If radical Islam demands our tolerance and respect, then we must abide by its tenets and institute an intolerant and illiberal polity. In the name of multiculturalism,
Canada has officially sanctioned sharia. But, when applied,
sharia will impose legal principles, such as restrictions on the weight of women's testimony, which violate Canada's own legal principles and constitutional norms. Problems like this cannot be wished away in an attempt at multicultural harmony; the tolerance of intolerant cultural institutions generates irreconcilable conflicts.
If the West were not defending itself against the Great Islamic Jihad, such issues might remain interesting intellectual puzzles, suitable for reasoned academic debate. But in the context of a post-9/11 world, they are a recipe for cultural suicide.
Throw open the doors!

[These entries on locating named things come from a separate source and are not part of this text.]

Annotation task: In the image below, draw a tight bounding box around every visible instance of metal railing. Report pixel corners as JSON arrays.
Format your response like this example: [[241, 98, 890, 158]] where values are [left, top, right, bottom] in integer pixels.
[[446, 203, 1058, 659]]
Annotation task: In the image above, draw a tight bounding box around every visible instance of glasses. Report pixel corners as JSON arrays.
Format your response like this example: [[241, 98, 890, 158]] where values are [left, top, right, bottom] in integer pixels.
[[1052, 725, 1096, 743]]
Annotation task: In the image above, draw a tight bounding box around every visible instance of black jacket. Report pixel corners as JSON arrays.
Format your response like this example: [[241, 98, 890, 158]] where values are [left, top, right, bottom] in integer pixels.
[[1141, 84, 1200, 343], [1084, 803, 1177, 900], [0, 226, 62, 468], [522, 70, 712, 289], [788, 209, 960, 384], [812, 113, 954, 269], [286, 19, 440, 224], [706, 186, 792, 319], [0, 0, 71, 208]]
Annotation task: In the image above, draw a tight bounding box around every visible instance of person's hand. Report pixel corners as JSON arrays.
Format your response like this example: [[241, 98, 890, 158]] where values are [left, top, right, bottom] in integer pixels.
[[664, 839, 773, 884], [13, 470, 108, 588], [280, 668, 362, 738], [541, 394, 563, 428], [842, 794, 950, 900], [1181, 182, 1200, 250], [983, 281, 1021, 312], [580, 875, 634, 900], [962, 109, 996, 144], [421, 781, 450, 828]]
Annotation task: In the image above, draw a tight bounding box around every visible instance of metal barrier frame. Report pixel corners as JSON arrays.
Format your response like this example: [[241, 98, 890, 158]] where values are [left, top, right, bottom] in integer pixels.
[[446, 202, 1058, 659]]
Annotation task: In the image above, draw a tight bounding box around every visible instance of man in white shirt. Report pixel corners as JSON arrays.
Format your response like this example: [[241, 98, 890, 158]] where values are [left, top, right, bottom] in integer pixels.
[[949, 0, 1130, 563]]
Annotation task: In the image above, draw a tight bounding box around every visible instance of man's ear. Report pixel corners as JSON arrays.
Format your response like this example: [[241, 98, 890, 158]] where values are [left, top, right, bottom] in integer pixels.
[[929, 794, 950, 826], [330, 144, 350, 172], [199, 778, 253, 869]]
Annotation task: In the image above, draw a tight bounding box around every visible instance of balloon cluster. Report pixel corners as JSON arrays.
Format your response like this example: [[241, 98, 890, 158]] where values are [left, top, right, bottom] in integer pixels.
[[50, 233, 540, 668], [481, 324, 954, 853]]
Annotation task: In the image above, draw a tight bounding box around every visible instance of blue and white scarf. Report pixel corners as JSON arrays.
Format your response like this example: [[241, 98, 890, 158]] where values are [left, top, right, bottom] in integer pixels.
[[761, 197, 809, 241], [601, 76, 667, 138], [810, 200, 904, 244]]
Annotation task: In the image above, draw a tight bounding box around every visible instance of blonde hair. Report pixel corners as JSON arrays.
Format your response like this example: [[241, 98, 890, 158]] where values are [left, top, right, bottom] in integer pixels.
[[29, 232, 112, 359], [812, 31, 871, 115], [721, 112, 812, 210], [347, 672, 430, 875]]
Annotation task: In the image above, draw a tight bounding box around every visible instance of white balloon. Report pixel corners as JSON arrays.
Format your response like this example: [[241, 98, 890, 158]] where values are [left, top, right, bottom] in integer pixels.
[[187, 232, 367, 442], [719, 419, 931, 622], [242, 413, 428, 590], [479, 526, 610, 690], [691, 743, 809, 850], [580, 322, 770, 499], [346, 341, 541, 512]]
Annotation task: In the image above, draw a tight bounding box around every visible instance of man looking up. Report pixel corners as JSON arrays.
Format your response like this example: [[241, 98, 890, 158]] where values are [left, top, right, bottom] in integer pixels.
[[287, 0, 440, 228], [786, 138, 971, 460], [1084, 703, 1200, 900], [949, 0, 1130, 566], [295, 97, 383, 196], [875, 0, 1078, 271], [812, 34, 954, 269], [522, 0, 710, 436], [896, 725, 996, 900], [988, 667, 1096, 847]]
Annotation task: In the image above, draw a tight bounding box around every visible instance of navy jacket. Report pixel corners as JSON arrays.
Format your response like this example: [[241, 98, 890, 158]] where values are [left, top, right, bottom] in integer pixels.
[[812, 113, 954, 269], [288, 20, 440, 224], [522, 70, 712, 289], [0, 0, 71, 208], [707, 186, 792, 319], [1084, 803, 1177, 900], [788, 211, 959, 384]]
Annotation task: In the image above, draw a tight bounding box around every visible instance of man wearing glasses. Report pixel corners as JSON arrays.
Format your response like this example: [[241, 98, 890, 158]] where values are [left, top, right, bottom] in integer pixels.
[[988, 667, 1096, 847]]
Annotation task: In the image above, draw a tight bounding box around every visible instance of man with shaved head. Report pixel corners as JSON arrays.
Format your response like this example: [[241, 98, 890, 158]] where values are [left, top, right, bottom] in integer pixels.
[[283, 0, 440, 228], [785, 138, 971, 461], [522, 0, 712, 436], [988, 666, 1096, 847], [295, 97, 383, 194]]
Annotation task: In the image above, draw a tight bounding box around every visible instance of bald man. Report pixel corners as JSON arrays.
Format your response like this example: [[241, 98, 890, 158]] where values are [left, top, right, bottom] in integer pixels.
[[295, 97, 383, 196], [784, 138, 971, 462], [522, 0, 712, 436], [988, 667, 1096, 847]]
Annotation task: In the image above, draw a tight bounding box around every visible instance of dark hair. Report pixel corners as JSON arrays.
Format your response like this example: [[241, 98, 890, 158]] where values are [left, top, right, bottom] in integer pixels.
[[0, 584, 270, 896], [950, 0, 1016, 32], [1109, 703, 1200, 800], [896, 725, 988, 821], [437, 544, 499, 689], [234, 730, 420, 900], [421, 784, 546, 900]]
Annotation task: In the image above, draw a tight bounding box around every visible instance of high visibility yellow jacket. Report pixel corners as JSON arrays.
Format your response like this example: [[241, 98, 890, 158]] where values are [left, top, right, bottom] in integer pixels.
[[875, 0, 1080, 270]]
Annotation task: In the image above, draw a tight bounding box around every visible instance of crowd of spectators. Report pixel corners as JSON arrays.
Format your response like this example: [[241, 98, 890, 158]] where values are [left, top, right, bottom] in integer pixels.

Welcome all who wish to enter, even those who strive to slit our throats!
* * * * * * * *
Orthodox Secularism is a spiritual force, drawing on the same wellsprings as religion but without acknowledging religion. This suggests the question: what is the religious analogue to the collective doubt, self-hatred, and impulse to self-destruction as outlined above?
One word:
Sin.
Orthodox Secularism does not include evil in its theological structure, and it does not admit the existence of sin. But our human nature cannot be denied, and human beings are inherently aware of their sinfulness, consciously or not. Environmentalists rely on this: in their dogma, humans are inherently destructive of the environment, and sin against Mother Nature.
The feeling of sinfulness can lead a religious person to confession and absolution, or it can be projected onto others. Since Secularism denies sin, only the latter course is open -- sins are committed by corporations, Republicans, America, the West, or even humanity itself.
This unconscious and unacknowledged sense of sinfulness generates the tenets of Orthodox Secularism and breeds a reluctance to act against the evil forces which threaten us. It is the wizened warder who has let them through.
A larger question remains: can this battle against the enemy within be fought without a religious regeneration in our own culture? Does liberal humanism provide enough spiritual might to counter the Great Islamic Jihad?
If not, then we have no arms to fight it with.